Charles W. Chesnutt, Marker I-32
Posted by: showbizkid
N 35° 02.839 W 078° 52.816
17S E 693332 N 3880344
Charles Chesnutt was and educator, author and early civil rights figure.
Waymark Code: WMFEG
Location: North Carolina, United States
Date Posted: 06/22/2006
Views: 25
Though born in Cleveland in 1858, the grandson of a white man and the son of free blacks, Charles Chesnutt grew up in Fayetteville, North Carolina where his family, having left the South originally in 1856, returned after the Civil War.
Chesnutt attended a school funded by the Freedman's Bureau, and then worked as a teacher and eventually as a school principal in Charlotte and in Fayetteville. Despite his personal success, Chesnutt resented the racial oppression of the South. Believing a more hospitable environment existed in the North, he moved his family to Cleveland in 1884, where he worked first as a court reporter and then as founder of a successful legal stenography company.

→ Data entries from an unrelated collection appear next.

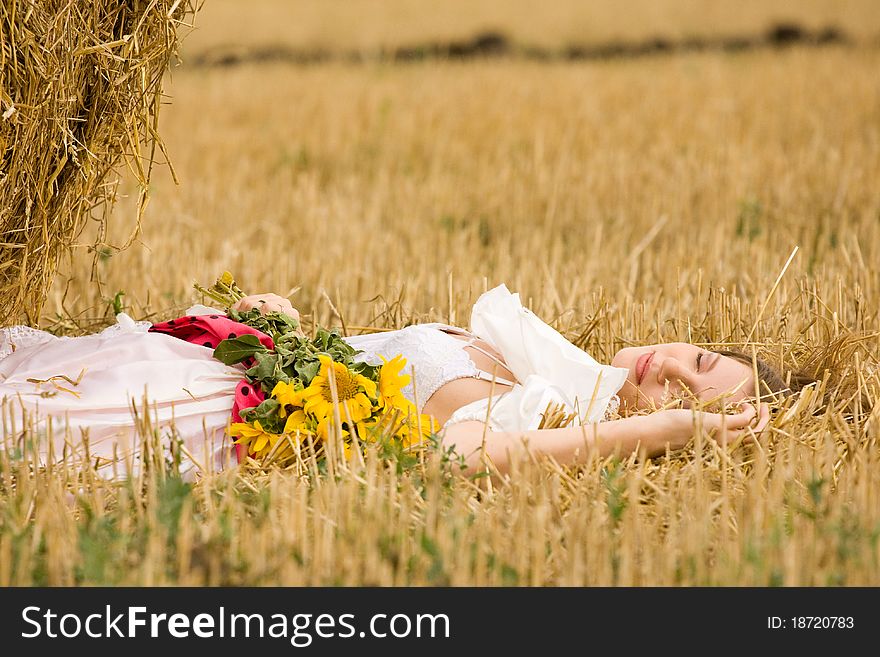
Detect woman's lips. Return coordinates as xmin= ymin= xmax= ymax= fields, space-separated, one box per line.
xmin=636 ymin=351 xmax=655 ymax=385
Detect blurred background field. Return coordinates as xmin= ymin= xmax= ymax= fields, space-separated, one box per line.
xmin=183 ymin=0 xmax=880 ymax=53
xmin=3 ymin=1 xmax=880 ymax=585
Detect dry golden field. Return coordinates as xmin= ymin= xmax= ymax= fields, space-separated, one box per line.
xmin=2 ymin=1 xmax=880 ymax=585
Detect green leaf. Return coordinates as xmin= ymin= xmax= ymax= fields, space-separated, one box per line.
xmin=245 ymin=351 xmax=285 ymax=385
xmin=240 ymin=398 xmax=285 ymax=434
xmin=350 ymin=360 xmax=380 ymax=380
xmin=110 ymin=290 xmax=126 ymax=315
xmin=295 ymin=359 xmax=321 ymax=384
xmin=227 ymin=308 xmax=302 ymax=343
xmin=212 ymin=334 xmax=267 ymax=365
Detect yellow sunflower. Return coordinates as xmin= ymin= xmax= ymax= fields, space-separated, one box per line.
xmin=228 ymin=420 xmax=282 ymax=459
xmin=271 ymin=380 xmax=305 ymax=417
xmin=300 ymin=354 xmax=377 ymax=426
xmin=283 ymin=408 xmax=312 ymax=434
xmin=343 ymin=440 xmax=356 ymax=461
xmin=316 ymin=415 xmax=351 ymax=441
xmin=362 ymin=400 xmax=439 ymax=448
xmin=316 ymin=418 xmax=368 ymax=464
xmin=377 ymin=354 xmax=411 ymax=410
xmin=389 ymin=402 xmax=440 ymax=448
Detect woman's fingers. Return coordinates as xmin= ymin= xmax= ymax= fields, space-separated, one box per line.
xmin=711 ymin=401 xmax=771 ymax=446
xmin=230 ymin=293 xmax=297 ymax=317
xmin=721 ymin=402 xmax=757 ymax=430
xmin=231 ymin=294 xmax=271 ymax=312
xmin=698 ymin=402 xmax=751 ymax=446
xmin=229 ymin=298 xmax=252 ymax=312
xmin=741 ymin=402 xmax=772 ymax=440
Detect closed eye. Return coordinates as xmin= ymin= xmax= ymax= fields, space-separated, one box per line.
xmin=696 ymin=351 xmax=704 ymax=372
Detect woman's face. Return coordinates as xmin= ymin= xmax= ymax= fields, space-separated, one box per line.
xmin=610 ymin=342 xmax=755 ymax=412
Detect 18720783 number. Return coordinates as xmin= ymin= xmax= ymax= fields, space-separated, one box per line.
xmin=773 ymin=617 xmax=855 ymax=629
xmin=797 ymin=617 xmax=852 ymax=629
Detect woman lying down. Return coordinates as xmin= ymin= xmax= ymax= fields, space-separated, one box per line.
xmin=0 ymin=284 xmax=813 ymax=480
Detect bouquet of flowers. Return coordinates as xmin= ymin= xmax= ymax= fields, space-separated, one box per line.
xmin=195 ymin=272 xmax=438 ymax=466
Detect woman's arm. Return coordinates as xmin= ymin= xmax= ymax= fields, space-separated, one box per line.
xmin=441 ymin=403 xmax=770 ymax=477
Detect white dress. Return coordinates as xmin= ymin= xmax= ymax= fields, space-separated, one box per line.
xmin=0 ymin=286 xmax=628 ymax=479
xmin=0 ymin=313 xmax=244 ymax=480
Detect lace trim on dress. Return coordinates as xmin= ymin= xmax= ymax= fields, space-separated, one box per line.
xmin=0 ymin=326 xmax=55 ymax=360
xmin=604 ymin=393 xmax=620 ymax=420
xmin=352 ymin=324 xmax=489 ymax=414
xmin=0 ymin=314 xmax=152 ymax=361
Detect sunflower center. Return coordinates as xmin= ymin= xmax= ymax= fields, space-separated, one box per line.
xmin=321 ymin=368 xmax=360 ymax=403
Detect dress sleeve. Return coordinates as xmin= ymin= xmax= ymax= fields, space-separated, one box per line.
xmin=468 ymin=284 xmax=629 ymax=424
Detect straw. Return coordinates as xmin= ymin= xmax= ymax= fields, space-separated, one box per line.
xmin=0 ymin=0 xmax=198 ymax=326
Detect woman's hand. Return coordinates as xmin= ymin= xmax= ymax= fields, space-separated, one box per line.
xmin=644 ymin=401 xmax=771 ymax=455
xmin=231 ymin=293 xmax=299 ymax=321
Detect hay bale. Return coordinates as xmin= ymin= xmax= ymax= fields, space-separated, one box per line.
xmin=0 ymin=0 xmax=198 ymax=326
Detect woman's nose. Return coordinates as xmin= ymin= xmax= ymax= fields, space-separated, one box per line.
xmin=657 ymin=357 xmax=684 ymax=386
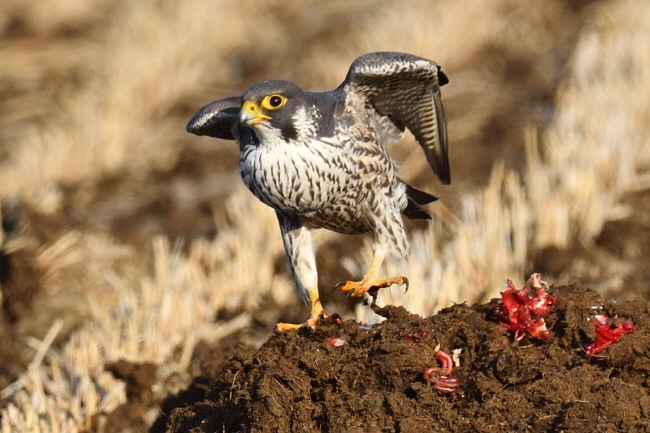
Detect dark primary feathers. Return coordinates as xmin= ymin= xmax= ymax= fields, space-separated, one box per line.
xmin=186 ymin=96 xmax=240 ymax=139
xmin=186 ymin=52 xmax=449 ymax=184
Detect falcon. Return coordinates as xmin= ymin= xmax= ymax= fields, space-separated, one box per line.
xmin=187 ymin=52 xmax=450 ymax=332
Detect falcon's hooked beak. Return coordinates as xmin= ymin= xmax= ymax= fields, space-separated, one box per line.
xmin=240 ymin=101 xmax=271 ymax=126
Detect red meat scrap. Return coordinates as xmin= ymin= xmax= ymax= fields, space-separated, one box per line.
xmin=403 ymin=328 xmax=426 ymax=341
xmin=326 ymin=337 xmax=349 ymax=347
xmin=584 ymin=314 xmax=635 ymax=355
xmin=490 ymin=273 xmax=557 ymax=341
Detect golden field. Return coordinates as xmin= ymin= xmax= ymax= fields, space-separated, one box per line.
xmin=0 ymin=0 xmax=649 ymax=430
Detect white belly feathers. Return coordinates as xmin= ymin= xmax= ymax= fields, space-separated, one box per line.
xmin=239 ymin=135 xmax=351 ymax=215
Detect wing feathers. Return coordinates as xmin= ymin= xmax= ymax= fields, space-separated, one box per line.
xmin=345 ymin=52 xmax=450 ymax=184
xmin=186 ymin=96 xmax=241 ymax=140
xmin=186 ymin=53 xmax=450 ymax=184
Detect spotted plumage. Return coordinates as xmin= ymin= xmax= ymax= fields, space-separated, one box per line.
xmin=187 ymin=52 xmax=449 ymax=331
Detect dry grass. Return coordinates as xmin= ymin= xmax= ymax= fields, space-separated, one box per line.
xmin=1 ymin=0 xmax=649 ymax=431
xmin=0 ymin=194 xmax=279 ymax=431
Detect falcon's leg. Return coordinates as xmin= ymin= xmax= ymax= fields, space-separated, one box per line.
xmin=335 ymin=197 xmax=409 ymax=302
xmin=334 ymin=248 xmax=408 ymax=303
xmin=275 ymin=212 xmax=332 ymax=332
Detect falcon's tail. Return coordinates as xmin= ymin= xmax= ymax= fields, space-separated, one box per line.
xmin=401 ymin=182 xmax=438 ymax=220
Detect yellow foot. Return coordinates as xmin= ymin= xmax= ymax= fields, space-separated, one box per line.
xmin=274 ymin=313 xmax=342 ymax=334
xmin=334 ymin=275 xmax=409 ymax=300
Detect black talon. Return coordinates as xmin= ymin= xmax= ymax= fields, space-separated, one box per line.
xmin=329 ymin=313 xmax=342 ymax=325
xmin=298 ymin=325 xmax=315 ymax=337
xmin=332 ymin=281 xmax=347 ymax=294
xmin=403 ymin=277 xmax=409 ymax=293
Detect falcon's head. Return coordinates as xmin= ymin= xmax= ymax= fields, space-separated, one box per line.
xmin=240 ymin=80 xmax=333 ymax=143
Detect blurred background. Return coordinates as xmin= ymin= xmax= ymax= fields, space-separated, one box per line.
xmin=0 ymin=0 xmax=649 ymax=431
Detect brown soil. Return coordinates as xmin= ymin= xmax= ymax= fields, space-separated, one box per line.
xmin=145 ymin=285 xmax=650 ymax=433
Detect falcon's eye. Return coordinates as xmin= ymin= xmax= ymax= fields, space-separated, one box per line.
xmin=262 ymin=94 xmax=287 ymax=110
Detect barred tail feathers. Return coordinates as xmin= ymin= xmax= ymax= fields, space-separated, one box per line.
xmin=401 ymin=181 xmax=437 ymax=220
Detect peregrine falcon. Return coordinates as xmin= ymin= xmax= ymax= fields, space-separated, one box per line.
xmin=187 ymin=52 xmax=449 ymax=332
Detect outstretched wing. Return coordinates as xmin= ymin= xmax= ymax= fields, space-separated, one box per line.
xmin=343 ymin=52 xmax=450 ymax=184
xmin=186 ymin=96 xmax=241 ymax=140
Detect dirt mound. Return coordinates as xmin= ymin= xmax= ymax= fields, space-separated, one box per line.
xmin=163 ymin=285 xmax=650 ymax=432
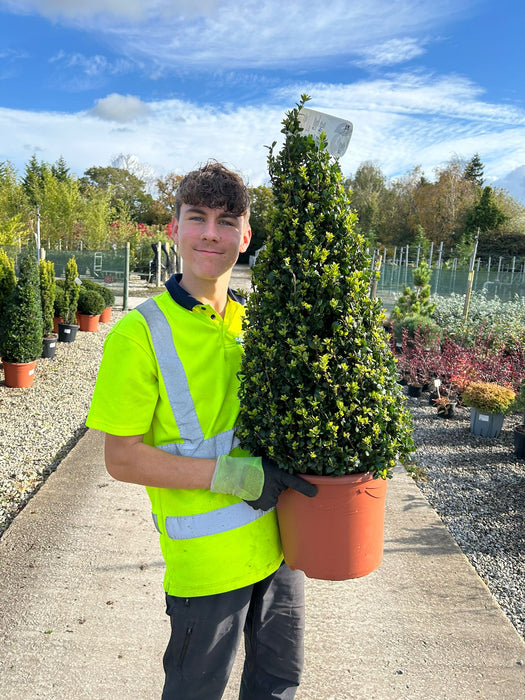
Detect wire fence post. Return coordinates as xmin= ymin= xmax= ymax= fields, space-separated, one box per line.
xmin=123 ymin=242 xmax=130 ymax=311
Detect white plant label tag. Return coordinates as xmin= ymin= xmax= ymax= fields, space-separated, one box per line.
xmin=479 ymin=414 xmax=489 ymax=421
xmin=298 ymin=107 xmax=353 ymax=158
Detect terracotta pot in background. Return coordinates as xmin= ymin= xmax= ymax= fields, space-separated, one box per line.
xmin=2 ymin=360 xmax=37 ymax=388
xmin=77 ymin=314 xmax=100 ymax=332
xmin=99 ymin=306 xmax=112 ymax=323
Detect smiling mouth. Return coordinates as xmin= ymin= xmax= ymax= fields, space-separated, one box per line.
xmin=196 ymin=249 xmax=221 ymax=255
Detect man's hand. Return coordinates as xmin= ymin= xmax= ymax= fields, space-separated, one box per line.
xmin=211 ymin=455 xmax=317 ymax=510
xmin=245 ymin=458 xmax=317 ymax=511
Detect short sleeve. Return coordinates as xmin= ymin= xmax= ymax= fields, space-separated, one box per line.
xmin=86 ymin=313 xmax=159 ymax=436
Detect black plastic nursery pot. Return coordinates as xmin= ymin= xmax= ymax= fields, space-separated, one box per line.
xmin=513 ymin=425 xmax=525 ymax=459
xmin=58 ymin=322 xmax=79 ymax=343
xmin=42 ymin=335 xmax=57 ymax=358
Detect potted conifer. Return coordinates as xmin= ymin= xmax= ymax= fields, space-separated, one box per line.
xmin=0 ymin=248 xmax=16 ymax=325
xmin=237 ymin=96 xmax=414 ymax=580
xmin=57 ymin=256 xmax=80 ymax=343
xmin=0 ymin=241 xmax=43 ymax=387
xmin=53 ymin=283 xmax=66 ymax=333
xmin=39 ymin=258 xmax=57 ymax=358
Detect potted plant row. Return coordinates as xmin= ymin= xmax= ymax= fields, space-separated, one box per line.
xmin=237 ymin=96 xmax=414 ymax=581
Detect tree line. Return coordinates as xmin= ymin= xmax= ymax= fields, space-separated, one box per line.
xmin=1 ymin=153 xmax=524 ymax=265
xmin=346 ymin=155 xmax=525 ymax=262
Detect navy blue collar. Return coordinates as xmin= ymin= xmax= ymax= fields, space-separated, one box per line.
xmin=164 ymin=274 xmax=246 ymax=309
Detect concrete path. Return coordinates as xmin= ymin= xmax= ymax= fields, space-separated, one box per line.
xmin=1 ymin=429 xmax=524 ymax=700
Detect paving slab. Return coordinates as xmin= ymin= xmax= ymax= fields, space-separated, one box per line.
xmin=1 ymin=429 xmax=524 ymax=699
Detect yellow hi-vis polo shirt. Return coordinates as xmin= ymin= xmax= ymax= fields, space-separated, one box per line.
xmin=86 ymin=275 xmax=282 ymax=597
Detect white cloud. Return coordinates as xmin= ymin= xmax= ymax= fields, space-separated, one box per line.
xmin=2 ymin=72 xmax=524 ymax=190
xmin=90 ymin=94 xmax=152 ymax=123
xmin=2 ymin=0 xmax=471 ymax=69
xmin=1 ymin=0 xmax=220 ymax=20
xmin=355 ymin=38 xmax=427 ymax=67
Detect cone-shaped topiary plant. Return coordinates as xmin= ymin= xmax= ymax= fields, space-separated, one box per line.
xmin=39 ymin=258 xmax=56 ymax=338
xmin=0 ymin=247 xmax=16 ymax=322
xmin=62 ymin=256 xmax=80 ymax=324
xmin=0 ymin=240 xmax=43 ymax=363
xmin=237 ymin=96 xmax=414 ymax=479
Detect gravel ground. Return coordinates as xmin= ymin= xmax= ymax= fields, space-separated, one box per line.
xmin=1 ymin=307 xmax=524 ymax=642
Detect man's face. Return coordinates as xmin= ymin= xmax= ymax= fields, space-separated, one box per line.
xmin=173 ymin=204 xmax=251 ymax=284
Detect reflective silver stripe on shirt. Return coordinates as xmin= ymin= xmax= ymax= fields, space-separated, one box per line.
xmin=164 ymin=502 xmax=267 ymax=540
xmin=136 ymin=298 xmax=270 ymax=541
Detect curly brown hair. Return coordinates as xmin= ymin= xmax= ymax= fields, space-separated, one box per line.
xmin=175 ymin=161 xmax=250 ymax=218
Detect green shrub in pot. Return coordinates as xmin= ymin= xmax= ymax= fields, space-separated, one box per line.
xmin=81 ymin=279 xmax=115 ymax=308
xmin=0 ymin=247 xmax=16 ymax=323
xmin=77 ymin=286 xmax=105 ymax=316
xmin=39 ymin=258 xmax=56 ymax=338
xmin=62 ymin=256 xmax=80 ymax=324
xmin=461 ymin=381 xmax=516 ymax=415
xmin=237 ymin=96 xmax=414 ymax=479
xmin=53 ymin=282 xmax=66 ymax=319
xmin=0 ymin=240 xmax=43 ymax=363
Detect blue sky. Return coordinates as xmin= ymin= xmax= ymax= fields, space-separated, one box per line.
xmin=1 ymin=0 xmax=524 ymax=199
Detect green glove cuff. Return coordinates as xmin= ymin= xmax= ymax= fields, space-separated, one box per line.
xmin=211 ymin=455 xmax=264 ymax=501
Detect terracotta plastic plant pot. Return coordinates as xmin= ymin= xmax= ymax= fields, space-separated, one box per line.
xmin=53 ymin=317 xmax=64 ymax=334
xmin=3 ymin=360 xmax=37 ymax=388
xmin=276 ymin=472 xmax=388 ymax=581
xmin=77 ymin=313 xmax=100 ymax=332
xmin=99 ymin=306 xmax=112 ymax=323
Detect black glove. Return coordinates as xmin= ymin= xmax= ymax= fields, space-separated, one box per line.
xmin=245 ymin=458 xmax=318 ymax=511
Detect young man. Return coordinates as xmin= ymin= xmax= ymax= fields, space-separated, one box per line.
xmin=86 ymin=161 xmax=316 ymax=700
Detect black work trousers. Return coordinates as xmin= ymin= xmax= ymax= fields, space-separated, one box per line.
xmin=161 ymin=562 xmax=305 ymax=700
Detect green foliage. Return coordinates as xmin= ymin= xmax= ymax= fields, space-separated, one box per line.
xmin=243 ymin=185 xmax=273 ymax=261
xmin=237 ymin=96 xmax=415 ymax=478
xmin=392 ymin=260 xmax=435 ymax=320
xmin=463 ymin=154 xmax=485 ymax=188
xmin=431 ymin=291 xmax=525 ymax=351
xmin=53 ymin=283 xmax=66 ymax=318
xmin=80 ymin=166 xmax=153 ymax=222
xmin=81 ymin=278 xmax=115 ymax=307
xmin=62 ymin=256 xmax=80 ymax=324
xmin=0 ymin=241 xmax=43 ymax=363
xmin=511 ymin=379 xmax=525 ymax=415
xmin=0 ymin=247 xmax=17 ymax=319
xmin=464 ymin=186 xmax=507 ymax=242
xmin=462 ymin=381 xmax=516 ymax=415
xmin=77 ymin=286 xmax=105 ymax=316
xmin=39 ymin=258 xmax=56 ymax=337
xmin=392 ymin=313 xmax=441 ymax=347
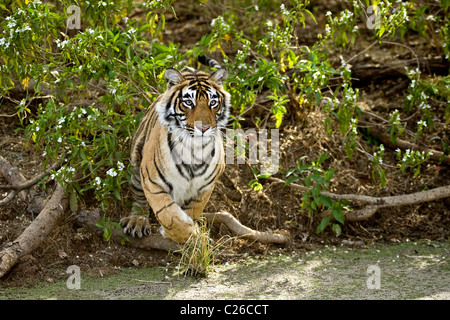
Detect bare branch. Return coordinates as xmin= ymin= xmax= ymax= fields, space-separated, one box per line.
xmin=267 ymin=177 xmax=450 ymax=221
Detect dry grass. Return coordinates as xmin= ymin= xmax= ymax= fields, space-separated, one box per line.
xmin=176 ymin=218 xmax=232 ymax=277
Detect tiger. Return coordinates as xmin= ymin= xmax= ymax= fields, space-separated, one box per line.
xmin=119 ymin=57 xmax=231 ymax=243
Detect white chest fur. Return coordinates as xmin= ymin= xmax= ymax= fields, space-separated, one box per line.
xmin=161 ymin=128 xmax=223 ymax=206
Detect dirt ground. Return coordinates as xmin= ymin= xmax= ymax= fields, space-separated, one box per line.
xmin=1 ymin=1 xmax=449 ymax=293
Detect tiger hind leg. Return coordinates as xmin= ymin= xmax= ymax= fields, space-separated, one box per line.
xmin=120 ymin=170 xmax=152 ymax=238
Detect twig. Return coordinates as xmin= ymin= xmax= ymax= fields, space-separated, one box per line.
xmin=0 ymin=154 xmax=66 ymax=192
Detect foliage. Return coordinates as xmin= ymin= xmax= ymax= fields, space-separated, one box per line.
xmin=285 ymin=153 xmax=345 ymax=236
xmin=95 ymin=214 xmax=128 ymax=244
xmin=0 ymin=0 xmax=449 ymax=237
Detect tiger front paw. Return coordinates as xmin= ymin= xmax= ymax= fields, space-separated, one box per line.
xmin=119 ymin=215 xmax=151 ymax=238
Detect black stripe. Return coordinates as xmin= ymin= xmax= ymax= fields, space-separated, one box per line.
xmin=141 ymin=166 xmax=160 ymax=187
xmin=198 ymin=166 xmax=218 ymax=194
xmin=176 ymin=162 xmax=191 ymax=180
xmin=167 ymin=131 xmax=176 ymax=152
xmin=155 ymin=201 xmax=176 ymax=215
xmin=154 ymin=155 xmax=173 ymax=193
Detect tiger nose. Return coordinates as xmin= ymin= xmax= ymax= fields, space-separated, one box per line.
xmin=201 ymin=126 xmax=210 ymax=133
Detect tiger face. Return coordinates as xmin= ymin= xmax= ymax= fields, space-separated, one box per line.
xmin=156 ymin=68 xmax=230 ymax=140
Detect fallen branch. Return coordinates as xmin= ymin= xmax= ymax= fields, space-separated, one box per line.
xmin=0 ymin=155 xmax=32 ymax=204
xmin=369 ymin=126 xmax=450 ymax=166
xmin=0 ymin=185 xmax=68 ymax=277
xmin=267 ymin=177 xmax=450 ymax=221
xmin=351 ymin=55 xmax=449 ymax=87
xmin=0 ymin=155 xmax=65 ymax=192
xmin=76 ymin=209 xmax=291 ymax=252
xmin=0 ymin=155 xmax=65 ymax=213
xmin=75 ymin=208 xmax=180 ymax=251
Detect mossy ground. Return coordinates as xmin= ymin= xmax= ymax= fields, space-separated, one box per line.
xmin=1 ymin=240 xmax=448 ymax=300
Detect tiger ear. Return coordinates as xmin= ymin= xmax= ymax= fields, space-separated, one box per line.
xmin=165 ymin=68 xmax=184 ymax=88
xmin=209 ymin=69 xmax=228 ymax=86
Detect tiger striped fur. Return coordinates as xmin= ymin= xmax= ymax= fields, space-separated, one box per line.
xmin=120 ymin=57 xmax=230 ymax=243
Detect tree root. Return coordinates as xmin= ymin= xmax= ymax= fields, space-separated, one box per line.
xmin=204 ymin=211 xmax=291 ymax=245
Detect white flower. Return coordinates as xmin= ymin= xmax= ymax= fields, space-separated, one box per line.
xmin=21 ymin=24 xmax=31 ymax=32
xmin=93 ymin=177 xmax=102 ymax=188
xmin=280 ymin=4 xmax=289 ymax=15
xmin=417 ymin=120 xmax=427 ymax=127
xmin=7 ymin=18 xmax=16 ymax=29
xmin=326 ymin=11 xmax=332 ymax=17
xmin=57 ymin=137 xmax=62 ymax=143
xmin=107 ymin=168 xmax=117 ymax=177
xmin=117 ymin=162 xmax=125 ymax=171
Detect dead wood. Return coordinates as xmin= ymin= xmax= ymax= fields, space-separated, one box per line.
xmin=76 ymin=208 xmax=291 ymax=252
xmin=0 ymin=155 xmax=33 ymax=204
xmin=0 ymin=155 xmax=65 ymax=213
xmin=267 ymin=177 xmax=450 ymax=222
xmin=0 ymin=185 xmax=68 ymax=278
xmin=350 ymin=56 xmax=449 ymax=86
xmin=75 ymin=208 xmax=180 ymax=251
xmin=204 ymin=211 xmax=291 ymax=245
xmin=368 ymin=126 xmax=450 ymax=166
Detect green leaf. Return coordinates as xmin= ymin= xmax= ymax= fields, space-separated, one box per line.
xmin=380 ymin=170 xmax=386 ymax=188
xmin=285 ymin=175 xmax=300 ymax=185
xmin=301 ymin=191 xmax=310 ymax=209
xmin=331 ymin=223 xmax=342 ymax=236
xmin=304 ymin=175 xmax=312 ymax=187
xmin=332 ymin=203 xmax=345 ymax=225
xmin=285 ymin=168 xmax=297 ymax=178
xmin=317 ymin=153 xmax=329 ymax=165
xmin=316 ymin=216 xmax=331 ymax=234
xmin=320 ymin=195 xmax=333 ymax=208
xmin=324 ymin=169 xmax=335 ymax=182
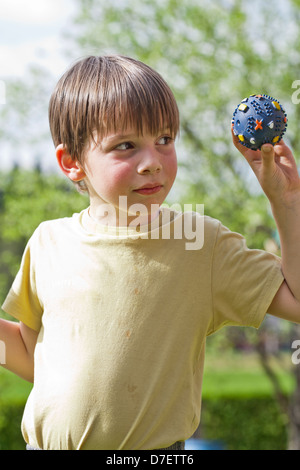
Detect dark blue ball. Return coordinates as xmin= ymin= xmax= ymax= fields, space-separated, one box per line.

Chesnutt also had a passion for writing, and began publishing short stories in 1885. "Dave's Neckliss" was among the first stories written in black dialect by a black author, using the language to convey not only authenticity but also moral complexity. Chesnutt's work dealt primarily with the South, and especially with themes of interracial sex and the phenomenon of people legally defined as "black" whose relatively light skin color enabled them to "pass" as "white."
Chesnutt met with much praise for his early stories, but his powerful and controversial novels met with steadily diminishing readerships. He stopped writing fiction in the early twentieth century, devoting his energies to business and to organizations dedicated to improving the lot of African-Americans. Chesnutt wrote powerful essays on the political and economic exploitation of Southern blacks and served as a member of the General Committee of the NAACP, making him one of the most important commentators on racial issues in the early twentieth century, along with men such as W.E.B. DuBois and Booker T. Washington.
In 1928, the NAACP awarded Chesnutt its Spingarn Medal for his life's work. Charles W. Chesnutt died in 1932.